Художница обернулась ко мне:
— Значит, добрый старый Пьеро всегда сражается вместо вас?
Сесилия Корнаро показала на стол, на котором я увидела белый лист, натянутый на раму, и коробочку с огрызками пастельных карандашей, некогда бывшими ее собственными инструментами.
— Думаю, краска слишком мокрая для тебя, — жестоко обронила она, и Пьеро немедленно вскочил на ноги, готовый обрушиться на нее с упреками.
Похоже, Сесилия пожалела о своих словах, хотя извиниться не захотела. По крайней мере она не стала сыпать соль на рану и продолжать подшучивать над моим ныне исчезнувшим недержанием. На лице ее отобразилось нечто вроде унылого раскаяния, как если бы она съела что-либо горькое. Мне почему-то показалось, что подобное выражение появляется у нее довольно часто. Затем она сменила тему.
— Ты можешь сама написать портрет. Твое пребывание здесь весьма непродолжительно, посему нет смысла смешивать масляные краски, которые засохнут в твое отсутствие. Итак, выбор очевиден — пастель. Это лучшее, что только можно придумать для человеческой кожи и горностая, самого тупого животного на свете. Но на этот счет тебе предстоит сделать собственные выводы, Марчелла. А теперь скажи мне, чей портрет ты хотела бы написать первым?
От коробочки с пастельными карандашами у меня на коленях исходил запах лекарств. Я заколебалась, чувствуя, как ее взгляд все больше преисполняется презрения.
Пьеро предложил:
— Я могу позировать Марчелле, о сладкоголосая моя, если это поможет.
Сесилия Корнаро зло ухмыльнулась:
— Пьеро, тебя не стоило рисовать, даже когда ты был молод. Все твои достоинства проистекают из твоего духа. Лучше захвати в следующий раз шоколадные пирожные. По крайней мере тогда твой визит нельзя будет считать совершенно уж напрасным.

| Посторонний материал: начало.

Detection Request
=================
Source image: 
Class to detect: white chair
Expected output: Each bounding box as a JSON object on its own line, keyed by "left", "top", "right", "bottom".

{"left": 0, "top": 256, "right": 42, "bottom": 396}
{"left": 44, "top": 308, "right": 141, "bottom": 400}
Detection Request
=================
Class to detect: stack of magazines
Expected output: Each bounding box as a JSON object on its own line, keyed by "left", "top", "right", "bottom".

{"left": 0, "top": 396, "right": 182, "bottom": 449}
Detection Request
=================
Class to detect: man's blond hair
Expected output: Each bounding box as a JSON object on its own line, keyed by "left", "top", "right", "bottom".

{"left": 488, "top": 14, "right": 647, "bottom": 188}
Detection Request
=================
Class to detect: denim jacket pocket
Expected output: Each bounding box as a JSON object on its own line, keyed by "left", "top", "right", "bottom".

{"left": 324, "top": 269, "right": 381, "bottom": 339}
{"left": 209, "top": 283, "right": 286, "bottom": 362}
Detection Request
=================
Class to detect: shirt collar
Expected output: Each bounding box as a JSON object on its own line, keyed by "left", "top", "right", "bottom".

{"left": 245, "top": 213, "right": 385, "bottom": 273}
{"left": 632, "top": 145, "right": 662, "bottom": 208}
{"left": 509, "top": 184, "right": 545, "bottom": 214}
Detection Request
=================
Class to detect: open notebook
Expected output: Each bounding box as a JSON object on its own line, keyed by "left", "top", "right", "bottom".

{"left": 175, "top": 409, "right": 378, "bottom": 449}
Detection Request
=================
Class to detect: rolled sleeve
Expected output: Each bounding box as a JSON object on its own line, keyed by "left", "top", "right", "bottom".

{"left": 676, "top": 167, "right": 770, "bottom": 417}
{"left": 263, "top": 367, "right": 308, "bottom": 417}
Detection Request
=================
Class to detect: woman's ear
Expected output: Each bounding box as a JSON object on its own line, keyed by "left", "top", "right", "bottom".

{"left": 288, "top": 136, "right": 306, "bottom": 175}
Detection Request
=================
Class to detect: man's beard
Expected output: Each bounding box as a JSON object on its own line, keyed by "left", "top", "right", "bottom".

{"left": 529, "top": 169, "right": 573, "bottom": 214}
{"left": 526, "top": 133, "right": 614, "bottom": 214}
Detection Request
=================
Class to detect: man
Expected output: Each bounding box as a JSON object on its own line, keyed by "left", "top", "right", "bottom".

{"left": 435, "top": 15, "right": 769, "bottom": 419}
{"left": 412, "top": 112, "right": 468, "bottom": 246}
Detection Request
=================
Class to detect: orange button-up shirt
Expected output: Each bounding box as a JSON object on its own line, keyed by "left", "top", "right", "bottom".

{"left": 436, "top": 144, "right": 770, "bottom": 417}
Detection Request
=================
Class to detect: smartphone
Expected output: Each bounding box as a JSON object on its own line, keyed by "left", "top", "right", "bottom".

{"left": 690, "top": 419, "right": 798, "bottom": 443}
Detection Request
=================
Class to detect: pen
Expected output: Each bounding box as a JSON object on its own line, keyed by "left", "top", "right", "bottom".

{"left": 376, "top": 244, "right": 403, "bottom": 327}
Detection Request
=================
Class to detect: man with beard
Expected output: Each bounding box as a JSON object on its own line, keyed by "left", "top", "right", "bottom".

Она повернула ко мне высокое, в рост человека, зеркало, и я покраснела, увидев в серебристой амальгаме свое напряженное и перепуганное лицо.
— Рисуй вот его, — скомандовала женщина. — С такой натурой откровенно плохо не может получиться даже у…
Пьеро перебил ее:
— Я уверен, что фраза, которую ты не можешь выговорить, Сесилия, звучит как «у начинающего художника». Хотя, уверяю тебя, Марчелла обладает…
Но она не обратила на него ни малейшего внимания, как если бы Пьеро вообще не открывал рта.
— И тогда, в зависимости от результата, я попробую подыскать для тебя клиентов.